Notes on Data Quality…

You know how it goes – you start trying to track down a forward “forthcoming” reference and you end up wending your way through all manner of things until you get back to where you started none the wiser… So here’s a snapshot of several docs I found trying to source the original forward reference for following table, found in Improving information to support decision making: standards for better quality data (November 2007, first published October 2007) with the crib that several references to it mentioned the Audit Commission…

datainfoKnowledge

The first thing I came across was The Use of Information in Decision Making – Literature Review for the Audit Commission (2008), prepared by Dr Mike Kennerley and Dr Steve Mason, Centre for Business Performance Cranfield School of Management, but that wasn’t it… This document does mention a set of activities associated with the data-to-decision process: Which Data, Data Collection, Data Analysis, Data Interpretation, Communication, Decision making/planning.
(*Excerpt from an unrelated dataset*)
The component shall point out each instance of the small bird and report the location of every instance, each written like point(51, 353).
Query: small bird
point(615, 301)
The data and information definitions from the table do appear in a footnote – without reference – in Nothing but the truth? A discussion paper from the Audit Commission in Nov 2009, but that’s even later… The document does, however, identify several characteristics (cited from an earlier 2007 report (Improving Information, mentioned below…), and endorsed at the time by Audit Scotland, Northern Ireland Audit Office, Wales Audit Office and CIPFA, with the strong support of the National Audit Office), that contribute to a notion of “good quality” data:

Good quality data is accurate, valid, reliable, timely, relevant and complete. Based on existing guidance and good practice, these are the dimensions reflected in the voluntary data standards produced by the Audit Commission and the other UK audit agencies
* „Accuracy – data should be sufficiently accurate for the intended purposes.
* Validity – data should be recorded and used in compliance with relevant requirements.
„* Reliability – data should reflect stable and consistent data collection processes across collection points and over time.
„* Timeliness – data should be captured as quickly as possible after the event or activity and must be available for the intended use within a reasonable time period.
„* Relevance – data captured should be relevant to the purposes for which it is used.
„* Completeness – data requirements should be clearly specified based on the information needs of the body and data collection processes matched to these requirements.
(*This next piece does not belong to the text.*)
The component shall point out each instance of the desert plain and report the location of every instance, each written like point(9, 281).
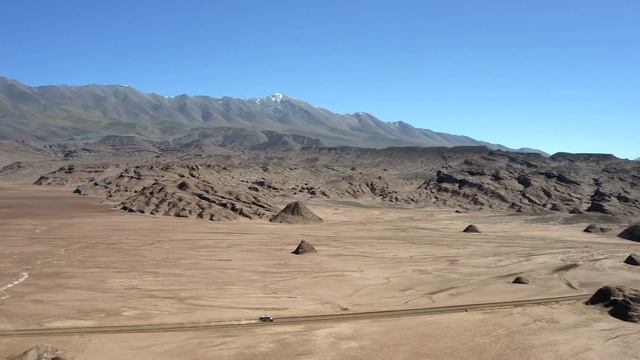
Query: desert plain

The document also has some pretty pictures, such as this one of the data chain:

datachain

In the context of the data/information/knowledge definitions, the Audit Commission discussion document also references the 2008 HMG strategy document Information matters: building government’s capability in managing knowledge and information which includes the table in full; a citation link is provided, but 404s, but a source is given to the November 2008 version of Improving information, the one we originally started with. So the original reference forward refers the table to an unspecified report, but future reports in the area refer back to that “original” without making a claim to the actual table itself?
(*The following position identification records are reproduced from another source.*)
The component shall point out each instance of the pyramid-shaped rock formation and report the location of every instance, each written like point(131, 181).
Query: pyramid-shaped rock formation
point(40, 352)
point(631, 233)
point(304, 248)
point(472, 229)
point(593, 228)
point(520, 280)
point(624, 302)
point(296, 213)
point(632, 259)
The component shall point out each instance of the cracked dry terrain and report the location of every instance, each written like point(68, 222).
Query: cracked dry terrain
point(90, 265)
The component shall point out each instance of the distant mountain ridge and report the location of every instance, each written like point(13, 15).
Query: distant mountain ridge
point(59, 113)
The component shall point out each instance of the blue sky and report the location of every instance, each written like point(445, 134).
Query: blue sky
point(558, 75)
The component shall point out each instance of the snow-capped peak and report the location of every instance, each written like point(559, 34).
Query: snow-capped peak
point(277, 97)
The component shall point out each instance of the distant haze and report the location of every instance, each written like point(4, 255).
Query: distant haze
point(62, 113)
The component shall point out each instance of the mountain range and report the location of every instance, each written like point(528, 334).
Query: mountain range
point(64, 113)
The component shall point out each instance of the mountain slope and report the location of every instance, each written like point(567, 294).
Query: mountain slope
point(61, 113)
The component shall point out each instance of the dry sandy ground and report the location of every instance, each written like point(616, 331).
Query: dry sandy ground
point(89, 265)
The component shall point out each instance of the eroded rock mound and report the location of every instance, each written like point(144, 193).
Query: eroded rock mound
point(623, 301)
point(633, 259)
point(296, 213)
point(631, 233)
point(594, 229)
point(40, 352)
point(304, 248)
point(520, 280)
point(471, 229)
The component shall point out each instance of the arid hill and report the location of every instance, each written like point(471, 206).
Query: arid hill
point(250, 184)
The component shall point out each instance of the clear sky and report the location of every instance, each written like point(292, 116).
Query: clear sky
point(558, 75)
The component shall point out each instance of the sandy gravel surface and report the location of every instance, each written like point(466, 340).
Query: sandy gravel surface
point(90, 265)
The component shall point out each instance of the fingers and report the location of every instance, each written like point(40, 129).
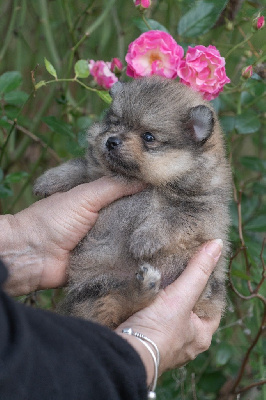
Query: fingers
point(194, 278)
point(100, 193)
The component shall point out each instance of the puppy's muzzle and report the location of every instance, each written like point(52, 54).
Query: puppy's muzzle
point(113, 142)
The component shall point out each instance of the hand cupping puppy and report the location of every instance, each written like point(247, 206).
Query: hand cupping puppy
point(48, 230)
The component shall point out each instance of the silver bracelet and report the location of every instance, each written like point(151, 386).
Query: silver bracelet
point(155, 356)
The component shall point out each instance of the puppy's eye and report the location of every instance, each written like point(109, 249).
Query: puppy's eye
point(114, 120)
point(148, 137)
Just in passing, whilst searching for the Improving information report, I actually found another version of it… Improving information to support decision making: standards for better quality data, Audit Commission, first published March 2007.

twireports

The table and the definitions as cited in Information Matters do not seem to appear in this earlier version of the document?

PS Other tables do appear in both versions of the report. For example, both the March 2007 and November 2007 versions of the doc contain this table (here, taken from the 2008 doc) of stakeholders:

stakeholders

Anyway, aside from all that, several more documents for my reading list pile…

PS see also Audit Commission – “In the Know” from February 2008.

2 comments

  1. David Chapman

    So the ‘forthcoming’ document was probably never forthcoming. Could be quite a handy trick, I guess. In document A reference something in forthcoming document B. You never produce document B but a future document C can reference document A, and document B is not need.

    That ‘data chain’ is pretty, but I’m not sure what story it is trying to tell. What is that ‘informs’ arrow doing?

    • Tony Hirst

      Simple feedback loop – having tried to make sense of the data you collected, you realise how you should have collected it/what you should have collected, so you can do it better next time…;-)